I chose to invoke the spirit of doorways, beginnings and transitions, at times abstract, concrete, sacred and profane. I fashioned Janus, sculpted my own double-faced vessels that could talk about theatre, masks, drag and sci-fi. I queered Janus, doused him in my glazes and fantasies, giving an alchemical make up. All varying in their colour and style, with drippy, hi-gloss glaze, crying, gushing watery tears, hollowed out, some containing candles, others containing plants. These ventriloquist vessels are adjacent bodies, relations, relatives, lovers or strangers within proximity.
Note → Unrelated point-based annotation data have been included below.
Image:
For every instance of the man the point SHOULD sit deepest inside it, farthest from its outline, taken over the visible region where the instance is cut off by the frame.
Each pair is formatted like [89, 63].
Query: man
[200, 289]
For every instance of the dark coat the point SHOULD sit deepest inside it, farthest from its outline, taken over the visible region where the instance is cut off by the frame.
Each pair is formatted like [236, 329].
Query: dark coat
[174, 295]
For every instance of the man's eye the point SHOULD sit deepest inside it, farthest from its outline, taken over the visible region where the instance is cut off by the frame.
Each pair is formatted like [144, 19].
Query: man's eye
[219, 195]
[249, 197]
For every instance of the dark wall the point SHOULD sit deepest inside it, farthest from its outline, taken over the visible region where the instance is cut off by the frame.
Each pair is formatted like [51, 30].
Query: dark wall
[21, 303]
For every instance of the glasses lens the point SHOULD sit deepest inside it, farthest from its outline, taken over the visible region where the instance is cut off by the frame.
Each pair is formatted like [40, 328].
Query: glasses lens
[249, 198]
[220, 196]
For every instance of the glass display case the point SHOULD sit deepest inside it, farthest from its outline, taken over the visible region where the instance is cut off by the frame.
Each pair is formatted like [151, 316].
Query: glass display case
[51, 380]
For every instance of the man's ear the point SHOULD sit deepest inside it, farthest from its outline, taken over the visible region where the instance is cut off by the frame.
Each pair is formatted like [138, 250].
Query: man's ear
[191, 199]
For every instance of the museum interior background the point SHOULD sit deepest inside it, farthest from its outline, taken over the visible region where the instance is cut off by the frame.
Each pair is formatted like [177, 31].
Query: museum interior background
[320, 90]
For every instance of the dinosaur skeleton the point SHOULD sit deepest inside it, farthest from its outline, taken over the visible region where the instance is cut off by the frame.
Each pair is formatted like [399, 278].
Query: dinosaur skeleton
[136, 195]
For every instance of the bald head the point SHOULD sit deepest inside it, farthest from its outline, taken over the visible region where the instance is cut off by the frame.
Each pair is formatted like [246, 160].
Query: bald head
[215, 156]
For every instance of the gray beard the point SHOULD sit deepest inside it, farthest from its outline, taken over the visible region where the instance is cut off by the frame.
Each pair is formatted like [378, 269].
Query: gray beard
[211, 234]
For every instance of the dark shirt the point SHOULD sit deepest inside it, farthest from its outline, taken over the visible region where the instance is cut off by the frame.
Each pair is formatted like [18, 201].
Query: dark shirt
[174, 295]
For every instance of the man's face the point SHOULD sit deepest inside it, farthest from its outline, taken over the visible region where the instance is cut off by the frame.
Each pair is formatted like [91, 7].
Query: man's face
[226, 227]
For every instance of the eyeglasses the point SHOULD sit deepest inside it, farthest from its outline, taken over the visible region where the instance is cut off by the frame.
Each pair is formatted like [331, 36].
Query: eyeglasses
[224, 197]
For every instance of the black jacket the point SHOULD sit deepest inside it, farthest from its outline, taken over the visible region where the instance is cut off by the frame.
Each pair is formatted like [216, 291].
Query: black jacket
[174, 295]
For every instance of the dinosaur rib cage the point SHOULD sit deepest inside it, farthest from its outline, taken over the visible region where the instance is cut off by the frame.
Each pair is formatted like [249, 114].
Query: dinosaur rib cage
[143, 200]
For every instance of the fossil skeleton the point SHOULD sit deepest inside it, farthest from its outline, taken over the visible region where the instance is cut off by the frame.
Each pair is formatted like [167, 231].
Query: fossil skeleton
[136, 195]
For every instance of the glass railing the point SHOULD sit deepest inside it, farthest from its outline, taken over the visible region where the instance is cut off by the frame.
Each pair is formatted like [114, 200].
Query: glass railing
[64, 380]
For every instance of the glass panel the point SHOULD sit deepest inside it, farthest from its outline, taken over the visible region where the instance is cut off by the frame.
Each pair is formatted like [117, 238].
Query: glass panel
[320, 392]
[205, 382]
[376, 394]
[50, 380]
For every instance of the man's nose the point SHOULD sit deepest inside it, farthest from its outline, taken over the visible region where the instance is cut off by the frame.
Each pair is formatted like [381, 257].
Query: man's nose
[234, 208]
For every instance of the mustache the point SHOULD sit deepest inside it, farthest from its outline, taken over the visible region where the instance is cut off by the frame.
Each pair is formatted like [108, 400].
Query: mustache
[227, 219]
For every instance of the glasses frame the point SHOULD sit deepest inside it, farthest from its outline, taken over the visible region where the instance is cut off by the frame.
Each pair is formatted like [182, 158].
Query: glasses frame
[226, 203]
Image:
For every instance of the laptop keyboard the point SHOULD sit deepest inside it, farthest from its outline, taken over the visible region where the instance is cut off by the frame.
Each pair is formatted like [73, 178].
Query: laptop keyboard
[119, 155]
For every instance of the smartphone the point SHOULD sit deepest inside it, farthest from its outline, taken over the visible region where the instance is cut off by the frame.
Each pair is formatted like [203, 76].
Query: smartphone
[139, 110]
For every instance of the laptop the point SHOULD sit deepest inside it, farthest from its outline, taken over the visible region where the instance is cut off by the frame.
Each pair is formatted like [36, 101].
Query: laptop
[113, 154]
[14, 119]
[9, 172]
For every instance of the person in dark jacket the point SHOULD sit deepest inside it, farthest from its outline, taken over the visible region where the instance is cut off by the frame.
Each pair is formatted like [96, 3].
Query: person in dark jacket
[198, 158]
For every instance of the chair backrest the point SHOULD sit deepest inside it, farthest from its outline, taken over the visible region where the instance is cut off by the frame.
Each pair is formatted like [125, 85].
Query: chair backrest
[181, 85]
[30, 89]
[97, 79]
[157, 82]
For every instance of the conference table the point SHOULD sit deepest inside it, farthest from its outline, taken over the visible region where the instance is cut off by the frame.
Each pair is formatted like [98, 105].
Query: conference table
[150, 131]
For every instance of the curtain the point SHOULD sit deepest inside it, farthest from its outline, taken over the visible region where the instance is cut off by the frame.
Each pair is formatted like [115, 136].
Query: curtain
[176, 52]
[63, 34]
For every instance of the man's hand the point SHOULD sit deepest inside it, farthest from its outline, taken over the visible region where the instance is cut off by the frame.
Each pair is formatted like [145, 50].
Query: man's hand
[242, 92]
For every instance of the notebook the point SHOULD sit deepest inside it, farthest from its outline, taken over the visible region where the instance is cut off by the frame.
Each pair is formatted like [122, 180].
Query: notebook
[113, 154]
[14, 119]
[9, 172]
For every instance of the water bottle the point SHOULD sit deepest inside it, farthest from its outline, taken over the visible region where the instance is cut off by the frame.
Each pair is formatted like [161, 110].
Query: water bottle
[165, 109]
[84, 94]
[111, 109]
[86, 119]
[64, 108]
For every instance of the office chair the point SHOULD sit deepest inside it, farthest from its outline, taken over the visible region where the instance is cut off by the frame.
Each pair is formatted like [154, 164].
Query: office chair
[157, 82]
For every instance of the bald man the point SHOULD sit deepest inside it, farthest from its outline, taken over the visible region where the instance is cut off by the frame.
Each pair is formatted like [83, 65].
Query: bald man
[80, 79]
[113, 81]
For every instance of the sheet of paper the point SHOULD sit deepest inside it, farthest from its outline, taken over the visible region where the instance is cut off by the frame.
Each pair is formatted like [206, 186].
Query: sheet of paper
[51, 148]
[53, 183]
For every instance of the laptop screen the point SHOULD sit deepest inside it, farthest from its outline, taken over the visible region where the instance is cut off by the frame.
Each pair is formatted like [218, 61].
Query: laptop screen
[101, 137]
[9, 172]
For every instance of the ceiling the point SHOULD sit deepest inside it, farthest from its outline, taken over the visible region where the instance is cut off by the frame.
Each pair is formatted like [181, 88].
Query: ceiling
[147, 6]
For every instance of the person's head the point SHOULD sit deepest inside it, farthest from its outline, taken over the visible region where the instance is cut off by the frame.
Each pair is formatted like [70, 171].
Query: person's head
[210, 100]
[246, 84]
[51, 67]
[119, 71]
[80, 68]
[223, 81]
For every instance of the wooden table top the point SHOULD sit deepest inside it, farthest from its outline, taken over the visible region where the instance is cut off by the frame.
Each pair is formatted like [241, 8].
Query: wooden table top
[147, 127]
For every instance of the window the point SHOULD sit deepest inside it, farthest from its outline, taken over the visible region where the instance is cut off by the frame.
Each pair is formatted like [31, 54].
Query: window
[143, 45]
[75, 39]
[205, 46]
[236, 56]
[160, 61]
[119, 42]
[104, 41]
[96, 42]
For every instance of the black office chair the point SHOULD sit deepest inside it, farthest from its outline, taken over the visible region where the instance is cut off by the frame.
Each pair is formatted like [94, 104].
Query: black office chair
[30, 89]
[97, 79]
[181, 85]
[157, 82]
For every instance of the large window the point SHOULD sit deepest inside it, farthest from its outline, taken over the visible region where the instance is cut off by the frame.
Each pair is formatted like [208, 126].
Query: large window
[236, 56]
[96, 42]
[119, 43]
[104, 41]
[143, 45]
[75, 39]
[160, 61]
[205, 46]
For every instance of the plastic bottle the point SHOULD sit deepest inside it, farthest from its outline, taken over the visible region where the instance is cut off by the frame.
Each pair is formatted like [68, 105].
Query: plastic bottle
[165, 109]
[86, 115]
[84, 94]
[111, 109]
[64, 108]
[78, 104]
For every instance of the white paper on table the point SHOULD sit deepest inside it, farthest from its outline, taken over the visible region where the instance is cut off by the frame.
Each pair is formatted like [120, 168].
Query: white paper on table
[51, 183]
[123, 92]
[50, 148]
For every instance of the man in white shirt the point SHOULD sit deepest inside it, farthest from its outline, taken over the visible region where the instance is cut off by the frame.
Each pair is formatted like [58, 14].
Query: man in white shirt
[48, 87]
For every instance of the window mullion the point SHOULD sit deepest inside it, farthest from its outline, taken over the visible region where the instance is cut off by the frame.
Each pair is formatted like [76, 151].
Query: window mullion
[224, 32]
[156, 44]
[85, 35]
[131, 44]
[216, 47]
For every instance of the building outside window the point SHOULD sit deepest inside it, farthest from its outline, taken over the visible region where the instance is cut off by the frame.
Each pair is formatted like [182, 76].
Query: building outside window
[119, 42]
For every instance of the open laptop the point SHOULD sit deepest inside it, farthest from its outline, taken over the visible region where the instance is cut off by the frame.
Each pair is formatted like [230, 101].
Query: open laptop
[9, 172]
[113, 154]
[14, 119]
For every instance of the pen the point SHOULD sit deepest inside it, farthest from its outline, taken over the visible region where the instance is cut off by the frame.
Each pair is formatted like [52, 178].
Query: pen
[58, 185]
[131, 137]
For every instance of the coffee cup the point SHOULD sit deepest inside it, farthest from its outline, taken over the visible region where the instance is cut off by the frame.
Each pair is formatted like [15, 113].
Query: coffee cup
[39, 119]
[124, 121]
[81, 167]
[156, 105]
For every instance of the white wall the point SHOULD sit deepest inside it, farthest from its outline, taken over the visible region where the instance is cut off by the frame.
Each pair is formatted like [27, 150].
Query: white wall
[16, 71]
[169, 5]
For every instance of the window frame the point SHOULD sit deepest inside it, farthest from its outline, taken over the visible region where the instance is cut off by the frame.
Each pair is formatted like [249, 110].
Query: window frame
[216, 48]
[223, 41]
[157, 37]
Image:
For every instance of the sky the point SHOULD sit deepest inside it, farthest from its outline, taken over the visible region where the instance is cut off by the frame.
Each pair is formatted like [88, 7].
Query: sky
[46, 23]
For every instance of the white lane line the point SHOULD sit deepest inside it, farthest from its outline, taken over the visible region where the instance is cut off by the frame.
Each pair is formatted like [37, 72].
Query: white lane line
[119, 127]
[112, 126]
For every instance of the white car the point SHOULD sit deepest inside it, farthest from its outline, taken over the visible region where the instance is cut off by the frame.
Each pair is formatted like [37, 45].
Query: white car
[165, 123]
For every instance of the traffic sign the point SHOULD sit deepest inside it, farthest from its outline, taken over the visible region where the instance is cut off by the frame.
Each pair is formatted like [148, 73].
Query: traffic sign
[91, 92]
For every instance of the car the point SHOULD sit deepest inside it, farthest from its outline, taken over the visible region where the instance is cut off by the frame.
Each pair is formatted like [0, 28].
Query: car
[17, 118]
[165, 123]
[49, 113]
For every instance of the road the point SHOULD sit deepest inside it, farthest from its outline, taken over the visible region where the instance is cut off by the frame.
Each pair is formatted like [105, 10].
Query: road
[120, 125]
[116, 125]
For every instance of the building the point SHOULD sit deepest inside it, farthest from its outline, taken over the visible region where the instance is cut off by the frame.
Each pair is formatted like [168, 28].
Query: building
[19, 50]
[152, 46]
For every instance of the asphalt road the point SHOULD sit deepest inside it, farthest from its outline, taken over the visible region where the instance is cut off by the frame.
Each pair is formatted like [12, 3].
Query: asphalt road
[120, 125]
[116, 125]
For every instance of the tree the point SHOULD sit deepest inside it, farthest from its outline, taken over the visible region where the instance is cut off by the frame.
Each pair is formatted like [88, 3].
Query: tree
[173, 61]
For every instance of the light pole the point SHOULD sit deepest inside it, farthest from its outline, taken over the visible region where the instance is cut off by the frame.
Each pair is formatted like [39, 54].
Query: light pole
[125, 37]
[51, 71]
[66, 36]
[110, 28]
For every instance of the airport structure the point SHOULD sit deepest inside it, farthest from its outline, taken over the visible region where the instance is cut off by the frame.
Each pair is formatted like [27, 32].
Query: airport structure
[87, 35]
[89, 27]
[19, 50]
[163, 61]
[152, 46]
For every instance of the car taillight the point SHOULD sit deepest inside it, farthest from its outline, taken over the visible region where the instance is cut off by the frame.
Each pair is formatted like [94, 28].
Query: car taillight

Stearn is interested in pointing to the hierarchies between different artforms but also embracing disciplines associated with craft. This is exemplified in another ongoing series of alluring textile works that she has been producing over the past few years that are a hybrid of tapestry and quilt. These objects are deeply coded, carrying connotations of comfort, warmth and safety but also community, resistance and protest. An earlier tapestry from the series (entitled Preciado Picnic) features an interlocking circle motif adapted from a traditional wedding band quilting pattern, aiming to add another layer to the structure in which contents rest. This work is embellished with a selection of elements: embroideries of X chromosomes, sperm, a lesbian labrys (a double-bladed battleaxe), trans symbolism, symbols representing sex stains, DNA, food (an aubergine), toothbrushes, a tea bag, marijuana. A more recent tapestry entitled Glyph Picnic, was hung like a heraldic banner or a welcoming flag at an exhibition in France last year at La Maison Populaire, entitled NO NO DESIRE DESIRE, La clinique du queer. This project sought to address some of the implications of spaces accessed by communities of people identifying as queer being closed during the first waves of the pandemic.
During our conversations late last spring Stearn sent me an image of one of these tapestries hanging in her back garden in Glasgow. The image evoked another I’ve been looking at of late, a photograph of artist Madge Gill (1882-1961) in her back garden, taken in the 1940s. In the 1920s Gill began communicating with her spirit guide Myrninerest. Contact with the entity continued without interruption throughout the rest of her life and resulted in the generation of a variety of countless drawings, writings, knitting, crochet-work and piano-playing. Stearn may not be a spirit medium, but she does seek to channel the impetus of her antecedents, tapping into the essence of their creative energies. And like the work of Gill, her work takes any number of forms that merge with other areas of life. Moreover, Stearn is one of a legion of artists working today who – out of necessity – has devised idiosyncratic vocabularies and methodologies that borrow much from mystical traditions. Stearn’s art is concerned with consciousness-raising but also with carving out and defending those moments and sites where communality and tenderness can flourish. The apparatus used by Stearn often appears jerry-built and improvisational and yet it is reinforced by a silent, elegant strength. In a world where techno-rational objectivity dominates such moments and sites feel more important than ever.